Pagina:Pavese - Romanzi Vol. 1, Einaudi, 1961.djvu/440

Da Wikisource.






XVII.

L’estate a Roma non finisce mai. Quelle notti cortissime duravano sempre. Andammo in giro con Giuseppe fuori Roma, e mi portò in un paese, Sant’Oreste, dove c’era una festa e si parlarono in quattro, sotto gli ulivi della strada. Io seduto a una svolta, facevo la posta a chi andava e veniva: se il maresciallo si muoveva dalla piazza. Un altro giorno mi mandò sulla Salaria a dare un pacco in una bettola a un soldato. Questo soldato uscí dal retro senza giacca; sembrava di casa là dentro; si sedette al mio tavolo con la faccia contenta e mi chiese se non avevo dell’altro da fare. Poi cominciò a parlare basso e far domande — se mi piaceva quel lavoro, se in giro vedevo qualcuno, se conoscevo questo o quello. Lasciai correre. Non gli feci capire che l’avevo capito; solamente non dissi niente di piú. Ci lasciammo contenti.
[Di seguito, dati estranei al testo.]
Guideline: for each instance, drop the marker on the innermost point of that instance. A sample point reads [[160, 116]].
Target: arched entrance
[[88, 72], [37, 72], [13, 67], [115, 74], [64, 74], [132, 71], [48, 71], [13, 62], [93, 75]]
Ricordo che da diversi giorni non vedevo Carletto; Gina sul Lido aveva preso troppo sole e non poteva camminare, la sera venivano Luciano e Giulianella a trovarla. Un mattino Carletto mi piomba in negozio, mi racconta che ha visto qualcuno e mi chiede se vengo nel centro. Disse che forse gli riusciva di rientrare al Varietà. Per la strada parlammo di quando eravamo a Torino: lui s’agitava cosí gobbo e mi pareva di vederlo al Paradiso. Saltò a chiedermi se la chitarra la suonavo di notte e se all’idea di camparci non avevo piú pensato.

— Ma che cosa succede, — gli dissi.

— C’è qualcuno che vuole vederti — . Eravamo sul Corso. Salí gli scalini del Plaza e mi disse: — Non entri?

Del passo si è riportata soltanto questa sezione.